In the experiment section, we first compared the receiver operating characteristic (ROC) performance of IHI-BMLLR with two state-of-the-art CNV detection methods (CCRET and DPtest) using four kinds of simulation data. The experimental results show that IHI-BMLLR can significantly improve the detection performance of disease-related CNVs using gene data. From the results of the boxplots, we can see that the stability of IHI-BMLLR is better than CCRET and DPtest. Prostate adenocarcinoma (PRAD) is the most common cancer for males and the second death rate caused by cancer in men (Jemal et al., 2011). IHI-BMLLR was applied to PRAD data and obtained many CNV–disease path associations on the PRAD data from The Cancer Genome Atlas (TCGA) (Tomczak et al., 2015). IHI-BMLLR identified 212 significant paths, among which we analyzed top 10 path associations and calculated statistical significance of CNVs and genes in the paths. We used real and fake data test to calculate statistical significance of the top 10 CNV–disease path associations. The software and data of IHI-BMLLR are available at https://github.com/nathanyl/IHI-BMLLR.

## Materials and Methods

### Simulation Data and Prostate Cancer Data

In the “Results and Discussion” section, we compared IHI-BMLLR with CCRET and DPtest on simulation data and prostate cancer data. In this section, we will introduce simulation data set and prostate cancer data. Simulation data set contains four kinds of data sets with the same number of CNV–gene true associations, the same number of features, and different sample sizes (i.e., 1,000 CNVs, 100 genes, and 1 disease state). In simulation data set, the number of CNV–gene true associations is 100 CNVs–10 genes associations, the number of samples *N* ∈ {200, 500, 800, 1100}. The simulation data were generated as follows. Firstly, we generated 100 causal CNVs that are related to disease. The state label of the data is an equal number of diseases or normal states (i.e., the same number of 0s and 1s; 0 means normal state, 1 means disease state). Secondly, we used a three-layer fully connected neural network to generate 10 gene expression data. In the three-layer fully connected neural network, the input layer contains 100 nodes, the middle layer contains 10 nodes, and the output layer contains 1 node. The nodes in the input layer represent CNVs, the nodes in the middle layer represent genes, and the nodes in the output layer represent disease. Thirdly, we used the TensorFlow with the back propagation (BP) algorithm to train the three-layer fully connected neural network until the neural network can correctly predict more than 95% of disease state label nodes (Abadi et al., 2016). We used the values of the middle layer nodes as gene expression values, and the values in the input layer nodes were mapped to [−2, −1, 0, 1, 2]. Finally, we added 900 CNV values and 90 gene values to the sample. The CNV values were randomly selected from [−2, −1, 0, 1, 2], and the gene values were from Gaussian distribution. The 900 CNVs and 90 genes represent CNVs/genes that are not related to the diseases. Meanwhile, we also added noise data from Gaussian distribution *N*(0,1) to the data.

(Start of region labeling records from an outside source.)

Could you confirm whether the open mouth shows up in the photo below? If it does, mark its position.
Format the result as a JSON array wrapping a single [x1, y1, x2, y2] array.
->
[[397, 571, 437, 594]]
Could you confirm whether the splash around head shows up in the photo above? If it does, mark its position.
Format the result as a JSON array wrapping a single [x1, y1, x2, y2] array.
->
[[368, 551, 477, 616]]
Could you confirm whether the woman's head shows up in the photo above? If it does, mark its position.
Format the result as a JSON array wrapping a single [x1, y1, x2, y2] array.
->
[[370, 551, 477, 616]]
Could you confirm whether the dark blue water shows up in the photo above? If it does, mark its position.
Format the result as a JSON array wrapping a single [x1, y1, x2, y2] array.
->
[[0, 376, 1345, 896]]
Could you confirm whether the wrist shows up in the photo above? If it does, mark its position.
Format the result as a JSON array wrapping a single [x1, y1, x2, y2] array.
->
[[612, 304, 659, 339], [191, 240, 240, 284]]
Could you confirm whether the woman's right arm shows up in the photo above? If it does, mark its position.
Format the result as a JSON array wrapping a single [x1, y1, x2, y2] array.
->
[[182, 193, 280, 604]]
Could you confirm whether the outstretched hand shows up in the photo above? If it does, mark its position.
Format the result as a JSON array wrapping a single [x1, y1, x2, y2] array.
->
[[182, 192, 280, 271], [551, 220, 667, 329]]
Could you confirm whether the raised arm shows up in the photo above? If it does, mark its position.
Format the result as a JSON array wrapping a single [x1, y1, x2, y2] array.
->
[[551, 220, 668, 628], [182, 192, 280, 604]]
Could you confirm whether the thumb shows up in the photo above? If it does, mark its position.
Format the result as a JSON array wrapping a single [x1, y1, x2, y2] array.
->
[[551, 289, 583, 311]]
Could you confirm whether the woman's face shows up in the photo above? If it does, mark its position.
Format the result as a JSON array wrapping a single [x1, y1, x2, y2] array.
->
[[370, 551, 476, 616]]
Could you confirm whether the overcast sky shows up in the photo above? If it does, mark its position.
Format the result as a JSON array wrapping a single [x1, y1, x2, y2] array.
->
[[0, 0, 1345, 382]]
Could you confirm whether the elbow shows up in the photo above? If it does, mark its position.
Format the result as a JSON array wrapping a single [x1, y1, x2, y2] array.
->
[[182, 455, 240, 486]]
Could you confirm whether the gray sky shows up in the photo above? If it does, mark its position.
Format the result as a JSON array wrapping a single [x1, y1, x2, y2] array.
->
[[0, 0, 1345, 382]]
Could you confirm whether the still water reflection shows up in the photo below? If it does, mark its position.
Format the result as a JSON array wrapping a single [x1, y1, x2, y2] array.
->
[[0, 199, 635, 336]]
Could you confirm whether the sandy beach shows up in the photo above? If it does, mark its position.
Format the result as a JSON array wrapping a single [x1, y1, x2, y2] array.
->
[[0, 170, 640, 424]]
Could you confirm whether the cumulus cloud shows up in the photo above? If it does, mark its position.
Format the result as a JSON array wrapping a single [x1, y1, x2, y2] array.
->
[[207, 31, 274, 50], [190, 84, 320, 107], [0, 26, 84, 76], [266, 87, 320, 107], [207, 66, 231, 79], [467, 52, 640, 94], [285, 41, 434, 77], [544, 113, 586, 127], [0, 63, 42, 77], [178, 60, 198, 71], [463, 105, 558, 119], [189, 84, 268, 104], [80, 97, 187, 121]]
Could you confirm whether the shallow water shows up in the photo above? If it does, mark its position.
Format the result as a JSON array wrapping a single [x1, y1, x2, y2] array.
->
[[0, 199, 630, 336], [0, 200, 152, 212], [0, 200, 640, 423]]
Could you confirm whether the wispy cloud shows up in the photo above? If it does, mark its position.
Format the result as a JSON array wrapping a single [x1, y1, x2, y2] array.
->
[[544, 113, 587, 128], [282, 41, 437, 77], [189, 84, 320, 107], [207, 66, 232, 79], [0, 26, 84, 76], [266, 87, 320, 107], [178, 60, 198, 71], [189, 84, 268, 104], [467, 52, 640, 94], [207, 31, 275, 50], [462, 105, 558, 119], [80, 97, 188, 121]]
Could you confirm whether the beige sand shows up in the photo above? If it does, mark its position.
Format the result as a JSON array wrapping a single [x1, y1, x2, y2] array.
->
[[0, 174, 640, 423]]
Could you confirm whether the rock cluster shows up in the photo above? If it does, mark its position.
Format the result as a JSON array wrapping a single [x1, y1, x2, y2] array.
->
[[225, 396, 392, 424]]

The PRAD data were downloaded from https://xenabrowser.net/ (Goldman et al., 2017). The CNV profile of PRAD was measured experimentally using genome microarray and the GISTIC2 method (Mermel et al., 2011; Izzi et al., 2020). The Illumina HiSeq 2000 RNA Sequencing platform was used to measure the gene expression profile (Fumagalli et al., 2014). The corresponding disease state label data were downloaded from TCGA Pan-Cancer Clinical Data Resource (TCGA-CDR) (Ge et al., 2016; Liu et al., 2018). We ran simulation and prostate cancer data experiments on a computer with Intel Xeon W-3175X CPU and 256G RAM.

### Methods

In this paragraph, we introduce the notations used in this article. We used boldface uppercase to represent matrices, boldface lowercase for vectors, and lowercase letters for scalars. We denote the CNV genotype data matrix by *X* ∈ *R*^{N×P}, where *N* is the sample size and *P* is the CNV number, *x*_{j} denotes the *j*th column of CNV data matrix, ^{xi} denotes the *i*th row of CNV data matrix, and ${x}_{j}^{i}$ is the (*i*, *j*) element of CNV data matrix. Gene expression matrix is represented by *Y* ∈ *R*^{N×Q} with *N* sample size and *Q* gene traits, and disease state label matrix is represented by *Z* ∈ *R*^{N×K} with *K* diseases.

In the following paragraphs, we introduce the methods in the machine learning framework of finding the CNV–disease path associations. We also introduce how to discover CNVs affecting genes, identify genes affecting diseases, construct a biological network, and define a mathematical formula to calculate the scores of the path associations. Finally, we show how to use a weighted path search algorithm to discover top *D* path associations and important CNVs. Figure 1 illustrates the structure of IHI-BMLLR method.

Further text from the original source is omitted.